The algorithm described in Appendix B[link] was applied to all PDB entries considered. More than 1900 entries with a data resolution of 2 Å or better were manually analysed. More than 600 entries identified as potentially containing heavy atoms and their densities were carefully studied. The electron density corresponding to the atoms marked as light atoms is weaker and in many cases these atoms are exposed to solvent. As a result, in many cases the exposed atoms have higher ADPs than the surrounding atoms. Residues containing these atoms could have multiple conformations and might have been subjected to radiation damage. Analysis of radiation damage is outside the scope of this work.

Fig. 4[link] gives an example of an atom that is potentially lighter than the surrounding atoms (CD1 of Ile131A in PDB entry 2wxu). The calculated optimal occupancy is 0.64. The ADP of this atom is 37 Å2, whereas the median of the ADPs of the surrounding atoms is 20 Å2. Fig. 4[link](b) shows that this residue has been modelled in an incorrect rotamer. After rotamer correction using Coot (Emsley et al., 2010[Emsley, P., Lohkamp, B., Scott, W. G. & Cowtan, K. (2010). Acta Cryst. D66, 486-501.]) and subsequent refinement (Fig. 4[link]b), the ADP of the atom is 31 Å2 and the estimated occupancy has increased slightly to 0.7. There are still positive and negative densities around this residue, indicating that it might have multiple conformations. However, the existing data do not allow further accurate modelling of these.

[Figure 4]
Figure 4
A potentially lighter atom than the surrounding atoms: the CD1 atom of Ile131A in PDB entry 2wxu. The incorrectly modelled rotamer was detected by the program as a lighter atom than the surrounding atoms. (a) The rotamer of Ile as present in the PDB file. (b) The rotamer of Ile after rebuilding.

Some metals are likely to be modelled as waters by automatic water-picking software, as such software does not usually analyse the interactions with the surrounding atoms and the height of the electron density when making decisions about the identity of atoms. The software usually looks for the existence of difference density. Several such cases have been identified in the examined PDB entries. Fig. 5[link] illustrates one such case. In the case of PDB entry 2zbl, water molecule 515F had six coordinating atoms forming an almost perfect octahedron. The ADP of this atom was 7 Å2 and the median ADP of the surrounding atoms was 15 Å2. This is one of the indicators that it may be a metal atom. The relative occupancy of this atom as calculated using (11)[link] is 1.37. Two potential metal ions, Mg2+ and Na+, are considered further.

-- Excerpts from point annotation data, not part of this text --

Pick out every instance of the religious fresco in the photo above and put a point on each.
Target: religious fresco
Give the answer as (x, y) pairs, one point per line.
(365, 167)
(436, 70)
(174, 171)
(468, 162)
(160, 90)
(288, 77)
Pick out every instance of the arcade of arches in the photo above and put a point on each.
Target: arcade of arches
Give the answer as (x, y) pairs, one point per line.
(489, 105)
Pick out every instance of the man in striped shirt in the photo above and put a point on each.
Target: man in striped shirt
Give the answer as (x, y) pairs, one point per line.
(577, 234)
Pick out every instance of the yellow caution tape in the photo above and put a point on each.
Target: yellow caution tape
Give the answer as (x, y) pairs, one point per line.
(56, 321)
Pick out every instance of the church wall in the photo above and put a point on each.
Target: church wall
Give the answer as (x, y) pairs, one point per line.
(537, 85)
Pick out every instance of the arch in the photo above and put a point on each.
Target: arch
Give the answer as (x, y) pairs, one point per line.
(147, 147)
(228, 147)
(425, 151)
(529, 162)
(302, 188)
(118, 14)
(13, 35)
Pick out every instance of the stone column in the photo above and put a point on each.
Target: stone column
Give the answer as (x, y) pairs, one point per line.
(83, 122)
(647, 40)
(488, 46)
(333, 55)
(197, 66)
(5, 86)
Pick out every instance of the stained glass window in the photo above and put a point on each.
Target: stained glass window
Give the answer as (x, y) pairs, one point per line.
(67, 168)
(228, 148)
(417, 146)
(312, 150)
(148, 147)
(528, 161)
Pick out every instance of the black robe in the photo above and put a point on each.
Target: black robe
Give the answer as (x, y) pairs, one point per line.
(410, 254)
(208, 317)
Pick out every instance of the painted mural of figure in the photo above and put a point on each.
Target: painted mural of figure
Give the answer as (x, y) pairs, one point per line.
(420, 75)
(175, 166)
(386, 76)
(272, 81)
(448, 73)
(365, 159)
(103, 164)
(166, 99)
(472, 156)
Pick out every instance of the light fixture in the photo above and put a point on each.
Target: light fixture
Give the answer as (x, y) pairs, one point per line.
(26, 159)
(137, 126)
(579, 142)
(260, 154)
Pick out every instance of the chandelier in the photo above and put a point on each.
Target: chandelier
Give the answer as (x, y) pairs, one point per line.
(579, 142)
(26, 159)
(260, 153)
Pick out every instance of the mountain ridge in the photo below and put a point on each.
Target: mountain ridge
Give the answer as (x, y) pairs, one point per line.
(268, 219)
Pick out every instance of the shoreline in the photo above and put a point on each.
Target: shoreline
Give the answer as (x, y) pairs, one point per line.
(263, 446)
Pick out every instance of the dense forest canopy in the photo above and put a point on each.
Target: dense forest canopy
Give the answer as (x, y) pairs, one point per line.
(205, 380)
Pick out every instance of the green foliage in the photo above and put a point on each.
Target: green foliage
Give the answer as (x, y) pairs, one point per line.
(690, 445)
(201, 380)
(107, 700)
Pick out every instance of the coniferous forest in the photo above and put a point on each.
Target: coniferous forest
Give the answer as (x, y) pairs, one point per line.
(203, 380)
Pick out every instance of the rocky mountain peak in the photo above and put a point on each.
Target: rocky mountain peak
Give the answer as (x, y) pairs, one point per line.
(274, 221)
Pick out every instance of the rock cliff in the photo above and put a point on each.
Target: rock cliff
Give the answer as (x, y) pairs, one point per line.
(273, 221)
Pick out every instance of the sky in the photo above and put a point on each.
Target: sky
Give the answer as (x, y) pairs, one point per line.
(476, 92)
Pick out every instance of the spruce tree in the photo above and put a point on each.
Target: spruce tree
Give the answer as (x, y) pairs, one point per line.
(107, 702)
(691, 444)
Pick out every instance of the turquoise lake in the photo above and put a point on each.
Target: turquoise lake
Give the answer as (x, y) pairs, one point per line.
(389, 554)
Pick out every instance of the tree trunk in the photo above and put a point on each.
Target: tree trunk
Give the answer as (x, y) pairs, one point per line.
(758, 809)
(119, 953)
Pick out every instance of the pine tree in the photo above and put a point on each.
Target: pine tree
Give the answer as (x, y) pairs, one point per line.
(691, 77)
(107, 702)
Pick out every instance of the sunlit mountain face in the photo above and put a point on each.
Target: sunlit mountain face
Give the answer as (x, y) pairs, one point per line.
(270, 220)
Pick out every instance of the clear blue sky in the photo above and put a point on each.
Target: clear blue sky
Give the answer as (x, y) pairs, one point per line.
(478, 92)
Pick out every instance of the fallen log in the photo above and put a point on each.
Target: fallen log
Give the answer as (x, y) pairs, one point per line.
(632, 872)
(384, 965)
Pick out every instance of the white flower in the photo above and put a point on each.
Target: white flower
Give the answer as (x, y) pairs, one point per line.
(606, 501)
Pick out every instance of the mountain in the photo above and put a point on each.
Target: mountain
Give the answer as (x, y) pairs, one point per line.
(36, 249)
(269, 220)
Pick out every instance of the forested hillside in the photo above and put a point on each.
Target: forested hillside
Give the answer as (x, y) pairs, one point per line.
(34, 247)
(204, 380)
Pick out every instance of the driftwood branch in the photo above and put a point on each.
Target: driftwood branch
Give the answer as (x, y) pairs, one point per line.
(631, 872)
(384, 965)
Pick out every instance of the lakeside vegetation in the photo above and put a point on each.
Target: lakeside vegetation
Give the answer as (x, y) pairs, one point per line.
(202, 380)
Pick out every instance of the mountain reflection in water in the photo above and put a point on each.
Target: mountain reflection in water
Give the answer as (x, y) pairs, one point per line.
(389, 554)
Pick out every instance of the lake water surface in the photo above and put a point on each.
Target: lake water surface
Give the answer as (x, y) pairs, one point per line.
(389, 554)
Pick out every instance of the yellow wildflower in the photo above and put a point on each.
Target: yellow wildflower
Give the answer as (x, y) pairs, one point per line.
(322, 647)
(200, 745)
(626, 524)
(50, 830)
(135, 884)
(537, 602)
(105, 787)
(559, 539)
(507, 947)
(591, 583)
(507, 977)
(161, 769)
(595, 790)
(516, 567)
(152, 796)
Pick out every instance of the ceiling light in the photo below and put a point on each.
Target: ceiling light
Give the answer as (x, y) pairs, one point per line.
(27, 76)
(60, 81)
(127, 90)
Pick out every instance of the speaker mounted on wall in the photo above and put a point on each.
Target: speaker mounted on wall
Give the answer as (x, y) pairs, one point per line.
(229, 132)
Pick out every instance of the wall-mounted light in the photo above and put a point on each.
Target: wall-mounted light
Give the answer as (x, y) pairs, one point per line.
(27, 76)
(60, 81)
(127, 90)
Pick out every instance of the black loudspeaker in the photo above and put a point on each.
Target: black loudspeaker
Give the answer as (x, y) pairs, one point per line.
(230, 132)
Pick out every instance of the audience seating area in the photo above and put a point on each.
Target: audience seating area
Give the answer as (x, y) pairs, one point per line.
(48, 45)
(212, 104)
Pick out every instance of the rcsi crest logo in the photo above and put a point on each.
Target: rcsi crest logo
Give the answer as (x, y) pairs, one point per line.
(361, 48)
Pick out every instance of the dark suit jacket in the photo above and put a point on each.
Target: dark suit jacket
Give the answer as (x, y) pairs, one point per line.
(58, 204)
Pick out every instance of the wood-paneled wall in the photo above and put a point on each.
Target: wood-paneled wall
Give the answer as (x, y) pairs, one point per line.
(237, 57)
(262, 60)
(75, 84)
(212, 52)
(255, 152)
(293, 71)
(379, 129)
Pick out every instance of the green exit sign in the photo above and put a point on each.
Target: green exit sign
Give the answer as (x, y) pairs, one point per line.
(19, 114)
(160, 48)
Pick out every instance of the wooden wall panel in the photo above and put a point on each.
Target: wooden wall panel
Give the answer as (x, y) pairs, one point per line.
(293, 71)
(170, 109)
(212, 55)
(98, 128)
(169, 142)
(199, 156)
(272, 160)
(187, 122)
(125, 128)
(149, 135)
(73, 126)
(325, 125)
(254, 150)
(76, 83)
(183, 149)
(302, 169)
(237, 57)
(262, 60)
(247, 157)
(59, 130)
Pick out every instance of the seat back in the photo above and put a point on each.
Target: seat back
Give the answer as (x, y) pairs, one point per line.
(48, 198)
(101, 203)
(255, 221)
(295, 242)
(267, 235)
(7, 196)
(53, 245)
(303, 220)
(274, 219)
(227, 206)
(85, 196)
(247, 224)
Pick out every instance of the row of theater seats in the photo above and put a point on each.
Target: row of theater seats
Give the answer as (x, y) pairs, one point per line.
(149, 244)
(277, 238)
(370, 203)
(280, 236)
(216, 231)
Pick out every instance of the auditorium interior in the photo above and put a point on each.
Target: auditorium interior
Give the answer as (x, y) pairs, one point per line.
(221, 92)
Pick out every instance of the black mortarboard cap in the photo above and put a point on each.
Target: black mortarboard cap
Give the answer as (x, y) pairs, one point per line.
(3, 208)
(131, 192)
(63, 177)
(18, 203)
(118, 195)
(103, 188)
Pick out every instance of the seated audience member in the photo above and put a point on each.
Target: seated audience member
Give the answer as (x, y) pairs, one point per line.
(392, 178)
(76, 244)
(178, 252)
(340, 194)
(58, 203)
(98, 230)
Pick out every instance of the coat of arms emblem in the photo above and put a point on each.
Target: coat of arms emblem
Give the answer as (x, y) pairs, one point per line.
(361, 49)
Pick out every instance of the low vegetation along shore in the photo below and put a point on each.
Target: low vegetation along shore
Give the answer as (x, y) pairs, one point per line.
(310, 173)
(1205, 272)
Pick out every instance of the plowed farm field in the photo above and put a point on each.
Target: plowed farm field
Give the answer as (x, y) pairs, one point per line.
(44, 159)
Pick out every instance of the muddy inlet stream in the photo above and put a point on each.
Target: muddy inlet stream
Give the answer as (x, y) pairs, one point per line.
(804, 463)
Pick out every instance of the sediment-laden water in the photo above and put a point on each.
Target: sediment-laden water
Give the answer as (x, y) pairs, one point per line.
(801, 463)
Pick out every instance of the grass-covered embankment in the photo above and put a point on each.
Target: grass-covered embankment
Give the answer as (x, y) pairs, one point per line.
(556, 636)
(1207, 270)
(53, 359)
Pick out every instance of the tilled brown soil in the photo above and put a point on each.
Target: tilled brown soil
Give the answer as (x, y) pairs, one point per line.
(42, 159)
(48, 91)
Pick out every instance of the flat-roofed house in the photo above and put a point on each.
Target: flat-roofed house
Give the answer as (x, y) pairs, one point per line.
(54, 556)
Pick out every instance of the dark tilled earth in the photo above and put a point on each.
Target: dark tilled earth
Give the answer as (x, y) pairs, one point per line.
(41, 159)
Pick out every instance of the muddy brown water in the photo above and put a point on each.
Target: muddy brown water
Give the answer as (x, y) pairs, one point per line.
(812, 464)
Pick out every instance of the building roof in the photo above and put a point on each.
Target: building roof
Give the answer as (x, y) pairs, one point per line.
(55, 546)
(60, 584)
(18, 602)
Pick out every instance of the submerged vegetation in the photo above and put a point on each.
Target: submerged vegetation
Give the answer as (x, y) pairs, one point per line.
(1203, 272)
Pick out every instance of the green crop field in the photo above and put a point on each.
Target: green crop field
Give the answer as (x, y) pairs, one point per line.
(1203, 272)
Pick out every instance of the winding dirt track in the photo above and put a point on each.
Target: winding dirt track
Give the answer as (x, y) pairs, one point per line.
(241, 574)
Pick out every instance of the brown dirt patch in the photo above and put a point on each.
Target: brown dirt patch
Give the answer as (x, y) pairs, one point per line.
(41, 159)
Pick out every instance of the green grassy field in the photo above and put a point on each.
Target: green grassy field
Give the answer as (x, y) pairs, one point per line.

Inspection of the crystallization condition showed that MgCl2 was used in the buffer. This would indicate that Mg2+ is more likely than Na+. Analysis of the distances between this atom and the surrounding atoms shows that they are between 2.09 and 2.2 Å. The ideal distance between Mg2+ and O is around 2.06 Å, and that between Na+ and O is around 2.35 Å. Taking these factors together suggests that this atom is Mg2+. Modelling it as Mg2+ followed by a few cycles of refinement yielded an ADP of 13 Å2 with an occupancy of 1.09 as estimated using (11)[link].

[Figure 5]
Figure 5
An example of a heavy atom modelled as a water molecule: residue 515F of PDB entry 2zbl. It is presumably an Mg2+ ion with six coordinating O atoms. The figure illustrates the Mg2+ ion in the position of the water after rebuilding and re-refinement.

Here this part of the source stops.